Carl and Donald and Frank and Michael, 2019

What happens with our carefully preserved artworks once mankind dies out, and robots take over the world?

The inevitable rise of our machine brethren and subsequent demise of humankind poses an interesting question regarding the conservation and preservation of our artworks. Would robots be a suitable audience too? With the amount of artworks piling up in museum storages and deposits I believe it's necessary to consider what happens to them once mankind has met it's as of yet unknown end. At the very least, as an artist I feel like I owe it to them.

Lacking the means to travel through time physically, I instead opt to display this simple thought experiment by re-imagining important pieces of Minimalist art- and subjugating them to the innocent mercilessness of robot spiders. These variations on works by Carl (André), Frank (Stella) and Donald (Judd) (among others) act both as a representation of a 'pure' form of art, as well as being notably mathematical and futuristic in their visual appearance.

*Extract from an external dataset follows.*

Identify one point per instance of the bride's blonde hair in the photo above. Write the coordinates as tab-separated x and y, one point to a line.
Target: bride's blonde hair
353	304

Michael (Fried) stated in Art and Objecthood that minimalist works were so dependent on the acting of the visitor and the presence of the works that the audience itself becomes an integral part of the work itself- eliminating any passive onlooker and turning these works into a kind of theatre. Fried commented that Minimalist works are to be considered as objects – not sculpture, and that “...the literalist espousal of objecthood amounts to nothing other than a plea for a new genre of theatre; and theatre is now the negation of art.”

Each time these works will be displayed, they will be artificially aged further until nothing remains but a pile of dust.